Rhino: i have guns and im a criminal who ends up in jail. i have a mech and im a criminal who ends up in jail. THE END!
not what i call an origin. hes just one of many mad men roaming the streets of new york to give spiderman a reason to kickass. this is the norm in comics. cant go two feet without Scorpion robbing a bank while Vulture torments people inside a business building across the street. the director wanted to capture that, but without doing any hard work to have everyone already be established within the sandbox.
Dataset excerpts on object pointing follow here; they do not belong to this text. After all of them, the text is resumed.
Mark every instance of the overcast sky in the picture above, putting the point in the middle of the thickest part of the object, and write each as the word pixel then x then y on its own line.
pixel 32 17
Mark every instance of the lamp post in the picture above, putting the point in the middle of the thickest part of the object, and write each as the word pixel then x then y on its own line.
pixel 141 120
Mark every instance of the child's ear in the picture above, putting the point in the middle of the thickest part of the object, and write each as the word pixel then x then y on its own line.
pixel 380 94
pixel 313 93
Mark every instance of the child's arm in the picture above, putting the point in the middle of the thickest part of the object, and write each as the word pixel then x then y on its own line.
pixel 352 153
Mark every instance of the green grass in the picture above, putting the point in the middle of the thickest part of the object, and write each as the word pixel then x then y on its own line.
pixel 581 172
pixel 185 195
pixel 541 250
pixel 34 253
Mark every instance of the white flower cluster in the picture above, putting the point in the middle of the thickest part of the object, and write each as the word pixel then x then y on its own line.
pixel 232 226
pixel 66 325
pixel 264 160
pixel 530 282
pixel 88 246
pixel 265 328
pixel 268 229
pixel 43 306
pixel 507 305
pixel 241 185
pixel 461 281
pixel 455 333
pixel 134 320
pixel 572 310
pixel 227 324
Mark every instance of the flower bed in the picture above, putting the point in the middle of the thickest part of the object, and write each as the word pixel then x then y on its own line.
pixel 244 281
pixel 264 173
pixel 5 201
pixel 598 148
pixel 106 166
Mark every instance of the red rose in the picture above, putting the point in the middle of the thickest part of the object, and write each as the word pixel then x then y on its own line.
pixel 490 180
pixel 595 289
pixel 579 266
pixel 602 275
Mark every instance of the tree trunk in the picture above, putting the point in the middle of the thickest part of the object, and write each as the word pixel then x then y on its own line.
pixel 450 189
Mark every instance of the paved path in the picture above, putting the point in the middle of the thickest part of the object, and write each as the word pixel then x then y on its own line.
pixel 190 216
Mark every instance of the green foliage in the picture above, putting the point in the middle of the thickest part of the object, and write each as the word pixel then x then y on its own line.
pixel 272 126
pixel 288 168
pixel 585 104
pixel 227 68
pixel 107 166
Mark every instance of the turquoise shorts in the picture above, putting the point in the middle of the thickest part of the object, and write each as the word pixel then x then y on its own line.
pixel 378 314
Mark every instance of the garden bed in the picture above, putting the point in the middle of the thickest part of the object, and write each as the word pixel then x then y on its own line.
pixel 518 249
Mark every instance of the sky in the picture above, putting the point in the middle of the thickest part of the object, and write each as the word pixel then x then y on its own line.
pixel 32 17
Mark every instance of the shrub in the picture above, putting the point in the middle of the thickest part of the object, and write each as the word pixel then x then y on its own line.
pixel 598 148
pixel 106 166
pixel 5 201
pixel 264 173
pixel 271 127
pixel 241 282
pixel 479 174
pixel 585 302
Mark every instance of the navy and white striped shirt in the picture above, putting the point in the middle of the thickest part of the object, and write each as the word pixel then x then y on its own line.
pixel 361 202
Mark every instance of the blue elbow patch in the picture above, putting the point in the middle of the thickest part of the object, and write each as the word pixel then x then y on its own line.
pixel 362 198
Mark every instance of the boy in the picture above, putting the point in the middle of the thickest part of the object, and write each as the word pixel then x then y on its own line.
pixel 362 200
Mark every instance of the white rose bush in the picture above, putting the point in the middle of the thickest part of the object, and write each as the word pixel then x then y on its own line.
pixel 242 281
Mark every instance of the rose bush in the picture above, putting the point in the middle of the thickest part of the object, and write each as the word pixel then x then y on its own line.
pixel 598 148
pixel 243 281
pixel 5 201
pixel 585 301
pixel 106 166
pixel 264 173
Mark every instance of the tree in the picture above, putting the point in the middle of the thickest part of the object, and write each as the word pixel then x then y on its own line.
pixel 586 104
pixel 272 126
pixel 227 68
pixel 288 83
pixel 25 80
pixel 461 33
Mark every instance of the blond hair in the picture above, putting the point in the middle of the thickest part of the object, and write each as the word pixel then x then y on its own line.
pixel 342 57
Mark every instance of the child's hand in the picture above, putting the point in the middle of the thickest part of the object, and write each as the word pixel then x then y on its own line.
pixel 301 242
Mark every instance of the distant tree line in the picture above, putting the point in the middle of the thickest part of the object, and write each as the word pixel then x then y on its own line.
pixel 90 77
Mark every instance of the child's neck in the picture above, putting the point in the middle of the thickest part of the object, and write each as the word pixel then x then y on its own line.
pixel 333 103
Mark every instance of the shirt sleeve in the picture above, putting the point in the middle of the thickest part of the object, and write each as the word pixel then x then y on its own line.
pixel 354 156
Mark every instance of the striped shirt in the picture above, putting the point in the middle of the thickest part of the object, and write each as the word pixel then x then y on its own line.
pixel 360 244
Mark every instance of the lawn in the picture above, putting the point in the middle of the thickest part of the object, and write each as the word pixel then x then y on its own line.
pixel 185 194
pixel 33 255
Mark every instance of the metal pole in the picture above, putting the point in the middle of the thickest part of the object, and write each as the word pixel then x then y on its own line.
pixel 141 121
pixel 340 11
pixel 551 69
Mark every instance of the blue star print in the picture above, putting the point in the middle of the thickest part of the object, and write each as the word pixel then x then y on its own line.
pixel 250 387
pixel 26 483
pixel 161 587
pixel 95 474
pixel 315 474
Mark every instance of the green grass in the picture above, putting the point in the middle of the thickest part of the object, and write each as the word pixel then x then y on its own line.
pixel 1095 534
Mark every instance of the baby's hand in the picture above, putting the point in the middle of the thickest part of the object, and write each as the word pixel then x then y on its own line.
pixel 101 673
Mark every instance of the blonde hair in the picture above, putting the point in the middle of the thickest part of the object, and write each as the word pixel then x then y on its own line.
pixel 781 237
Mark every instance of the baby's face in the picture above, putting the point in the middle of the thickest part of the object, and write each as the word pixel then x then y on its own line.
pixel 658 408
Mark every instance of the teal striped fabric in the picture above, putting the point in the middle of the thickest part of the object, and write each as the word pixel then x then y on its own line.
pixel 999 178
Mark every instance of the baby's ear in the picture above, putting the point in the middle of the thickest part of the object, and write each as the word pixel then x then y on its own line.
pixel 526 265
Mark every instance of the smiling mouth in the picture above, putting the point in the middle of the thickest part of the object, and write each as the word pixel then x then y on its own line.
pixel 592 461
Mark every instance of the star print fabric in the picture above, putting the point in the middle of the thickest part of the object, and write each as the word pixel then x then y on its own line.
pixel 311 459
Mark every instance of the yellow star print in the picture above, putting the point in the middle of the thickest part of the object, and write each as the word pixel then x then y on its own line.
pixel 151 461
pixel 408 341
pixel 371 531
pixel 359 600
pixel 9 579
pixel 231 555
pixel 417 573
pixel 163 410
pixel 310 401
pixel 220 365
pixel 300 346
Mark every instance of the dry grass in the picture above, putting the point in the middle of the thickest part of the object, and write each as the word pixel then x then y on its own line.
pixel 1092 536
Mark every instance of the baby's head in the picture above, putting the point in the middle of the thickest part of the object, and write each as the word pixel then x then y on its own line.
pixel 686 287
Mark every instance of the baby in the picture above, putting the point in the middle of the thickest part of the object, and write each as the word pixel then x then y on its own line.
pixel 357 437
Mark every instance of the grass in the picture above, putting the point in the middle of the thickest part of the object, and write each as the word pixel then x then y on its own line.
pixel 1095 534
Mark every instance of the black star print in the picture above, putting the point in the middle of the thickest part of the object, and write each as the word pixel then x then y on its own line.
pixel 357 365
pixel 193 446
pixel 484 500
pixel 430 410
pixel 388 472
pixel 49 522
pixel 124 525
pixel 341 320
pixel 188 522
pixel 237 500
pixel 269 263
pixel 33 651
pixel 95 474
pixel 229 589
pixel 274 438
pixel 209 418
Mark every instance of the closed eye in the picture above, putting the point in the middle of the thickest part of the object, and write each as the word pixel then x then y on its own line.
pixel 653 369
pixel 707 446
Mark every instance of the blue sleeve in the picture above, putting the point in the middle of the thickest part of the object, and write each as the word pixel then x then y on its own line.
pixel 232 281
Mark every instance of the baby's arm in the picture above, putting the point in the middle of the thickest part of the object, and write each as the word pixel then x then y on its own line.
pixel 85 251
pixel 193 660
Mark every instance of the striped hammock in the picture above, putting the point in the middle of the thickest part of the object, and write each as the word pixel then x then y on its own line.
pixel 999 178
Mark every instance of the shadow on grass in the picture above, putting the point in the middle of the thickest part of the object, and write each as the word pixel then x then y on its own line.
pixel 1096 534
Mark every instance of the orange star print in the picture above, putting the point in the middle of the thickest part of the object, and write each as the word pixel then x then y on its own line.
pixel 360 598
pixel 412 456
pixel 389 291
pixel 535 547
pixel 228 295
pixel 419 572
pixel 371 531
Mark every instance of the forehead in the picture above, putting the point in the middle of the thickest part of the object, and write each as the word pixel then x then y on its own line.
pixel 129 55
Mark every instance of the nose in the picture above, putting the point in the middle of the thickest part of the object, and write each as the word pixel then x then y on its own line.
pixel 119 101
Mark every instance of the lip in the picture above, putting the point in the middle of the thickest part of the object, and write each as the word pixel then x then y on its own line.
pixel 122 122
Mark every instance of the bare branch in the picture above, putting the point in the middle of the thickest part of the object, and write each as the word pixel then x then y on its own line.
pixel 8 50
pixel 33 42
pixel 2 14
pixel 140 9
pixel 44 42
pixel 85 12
and even at the end scene, rhino was put on screen to let Spiderman's idealism shine through. To show that even a normal person can stand up to the big bad wolf https://www.youtube.com/watch?v=02S6ucfp1sU
. the director redictered his purpose back to the main character, so the focus was never put on him. He was just there thats all.
meanwhile the other two could have received less screen time or given more focus on their plot progressing purpose
edited 3rd Nov '15 10:40:34 AM by xbimpy
oh the Equalizer has an excellent soundtrack. https://www.youtube.com/watch?v=7GT9wxhMyt0
if they make a Punisher show i want something similar. its not too post apocalyptic sounding like the Purge or Dredd nor too loud on the emotional spectrum like Hanz Zimmer
Rhino doesn't need an origin story at all. He's probably the most generic Mook in Spider-Man's entire rogues gallery. In fact, Rhino was probably the only villain in ASM 2 that was handled perfectly. He's just there to show that Spider-Man spends his free time fighting bad guys. That's it. No dead wife or sick daughter or whatever. Just a stock bad guy for Spidey to punch.
I've got fanfics for Frozen, Spectacular Spider-Man, Crash Bandicoot, and Spyro the Dragon.

So it ends up being a mess, when it really shouldn't have to be.